AWS Lambda automatically monitors Lambda functions and reports metrics through Amazon CloudWatch. To help you monitor your code as it executes, Lambda automatically tracks the number of requests, the latency per request, and the number of requests resulting in an error and publishes the associated metrics.

a.Invoke the Lambda function a few more times by repeatedly clicking the Test button. This will generate the metrics that can be viewed in the next step.

b.Select Monitoring to view the results.

c.Scroll down to view the metrics for your Lambda function. Lambda metrics are reported through Amazon CloudWatch. You can leverage these metrics to set custom alarms. For more information about CloudWatch, see the Amazon CloudWatch Developer Guide.

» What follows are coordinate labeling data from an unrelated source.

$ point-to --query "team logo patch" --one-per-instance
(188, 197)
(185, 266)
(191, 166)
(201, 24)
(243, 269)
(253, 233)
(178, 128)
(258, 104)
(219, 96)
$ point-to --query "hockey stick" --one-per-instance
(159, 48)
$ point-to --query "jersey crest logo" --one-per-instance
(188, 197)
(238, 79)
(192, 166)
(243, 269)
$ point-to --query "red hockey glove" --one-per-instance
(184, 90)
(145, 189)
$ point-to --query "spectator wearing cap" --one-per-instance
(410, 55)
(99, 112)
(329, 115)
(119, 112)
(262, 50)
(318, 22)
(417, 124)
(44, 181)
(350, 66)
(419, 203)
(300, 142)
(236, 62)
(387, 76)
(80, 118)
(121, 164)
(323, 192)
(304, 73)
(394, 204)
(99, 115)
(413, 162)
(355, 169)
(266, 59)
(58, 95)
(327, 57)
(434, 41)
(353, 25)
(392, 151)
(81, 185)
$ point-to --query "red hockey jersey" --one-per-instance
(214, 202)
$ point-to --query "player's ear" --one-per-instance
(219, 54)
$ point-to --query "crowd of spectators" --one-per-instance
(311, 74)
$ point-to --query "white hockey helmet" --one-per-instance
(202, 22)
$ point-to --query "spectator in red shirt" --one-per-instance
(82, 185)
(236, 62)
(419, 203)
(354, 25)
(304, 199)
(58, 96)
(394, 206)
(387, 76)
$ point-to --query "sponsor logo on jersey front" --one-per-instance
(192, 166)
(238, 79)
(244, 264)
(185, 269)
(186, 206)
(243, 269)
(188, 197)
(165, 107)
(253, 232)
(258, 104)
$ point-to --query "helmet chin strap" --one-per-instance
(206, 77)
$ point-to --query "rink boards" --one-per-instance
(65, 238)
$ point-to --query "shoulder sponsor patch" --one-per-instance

The Monitoring tab will show six CloudWatch metrics: Invocation count, Invocation duration, Invocation errors, Throttled invocations, Iterator age, and DLQ errors.

With AWS Lambda, you pay for what you use. After you hit your AWS Lambda free tier limit, you are charged based on the number of requests for your functions (invocation count) and the time your code executes (invocation duration). For more information, see AWS Lambda Pricing.

Step 6: Delete the Lambda Function

While you will not get charged for keeping your Lambda function, you can easily delete it from the AWS Lambda console.

a.Select the Actions button and click Delete Function.

b. You will be asked to confirm your termination — select Delete.